Well that's not entirely true.
If you're running a SAMBA server and set the host filesystem to read only, then the SMB protocol can't overwrite that (as you would hope to expect). Same goes for owner permissions too. SAMBA also allows me to set the executable permission which isn't present for Windows filesystems.

In fact, SAMBA exposes all of the host filesystem's permissions from user and group to the RWXRWXRWX and special permissions (eg set UID).

Now I couldn't comment whether these permissions were visible in Windows (it wouldn't surprise me if they weren't as they're not native permissions for a Windows filesystem) nor if it native to SMB or whether it's a SAMBA hack, but none the less all the file and folder permissions are there on both my BSD and Linux SMB hosts when viewing with a Linux SAMBA client.

I'd be interested to know if this is just a *nix only SAMBA hack or if there is official support in SMB for other filesystem permissions - and if the latter, if Windows supports them or not (I'm guessing not?).

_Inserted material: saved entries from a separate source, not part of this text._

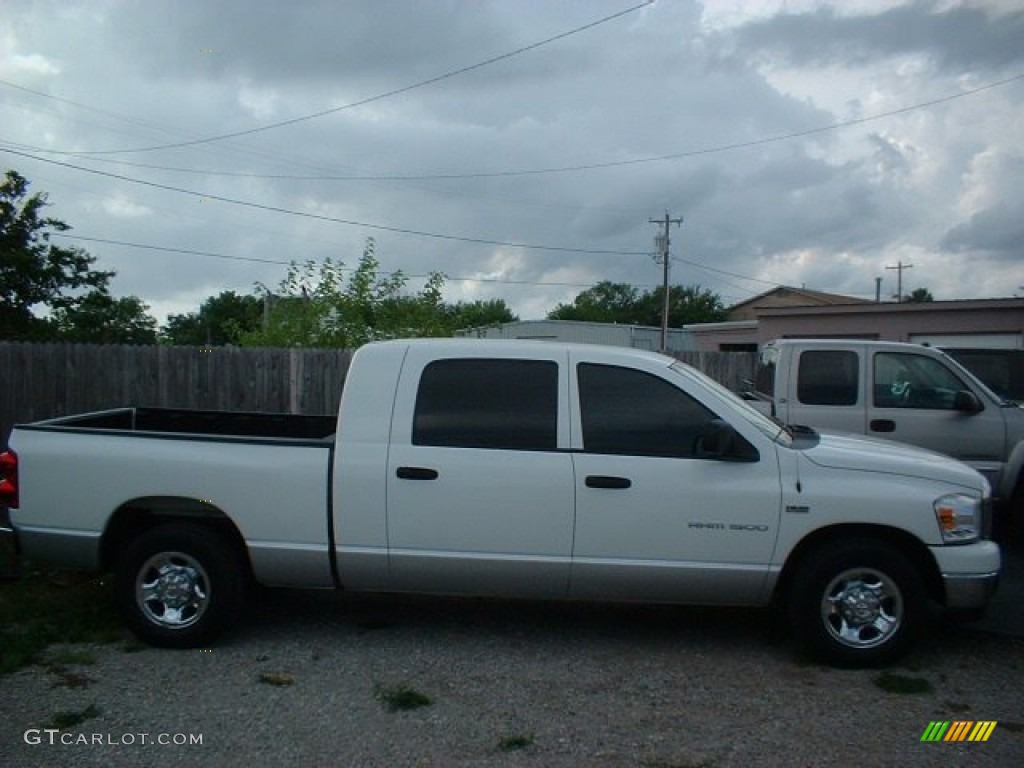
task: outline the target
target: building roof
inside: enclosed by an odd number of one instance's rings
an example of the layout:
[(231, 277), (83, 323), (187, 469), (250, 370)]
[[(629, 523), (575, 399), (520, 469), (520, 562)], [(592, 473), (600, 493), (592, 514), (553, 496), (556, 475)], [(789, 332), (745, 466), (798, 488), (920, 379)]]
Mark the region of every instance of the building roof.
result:
[[(951, 299), (947, 301), (859, 301), (846, 302), (842, 309), (833, 310), (823, 305), (781, 305), (759, 307), (763, 317), (803, 316), (822, 314), (843, 315), (899, 315), (899, 314), (930, 314), (958, 312), (1021, 312), (1024, 310), (1024, 299)], [(835, 307), (835, 305), (832, 305)]]
[(751, 299), (741, 301), (739, 304), (734, 304), (729, 308), (729, 319), (753, 320), (758, 310), (772, 307), (823, 307), (841, 304), (874, 304), (874, 302), (839, 293), (825, 293), (824, 291), (811, 291), (807, 288), (780, 285)]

Windows with services for Unix display posix permissions under SMB1. The SMB2 full Posix permission support is not written yet.

But once it is as per normal there will be a update for Windows to support it.

Basically MS writes the side of SMB protocal for their file-systems. Unix groups write the SMB protocal for Posix platforms.

This is the big problem of thinking SMB is MS only. Its a joint written protocol. Always has been.

Problem comes about is that a lot of applications for windows are built to presume the file-system on the other end is NTFS. So don't use the extra features built into to windows to support posix file systems and other file system types properly.

From an operational point of view SMB2 is not complete yet. But of course MS will want to deploy it so creating lockouts.

Basically if you read just the MS documents for SMB protocols you miss the Unix addons that MS does support. Since MS does not write those.

Yes so a SMB protocol based off MS documents alone is incomplete. Always you have to refer to samba collected documents on the subject if implementing SMB to implement it correctly.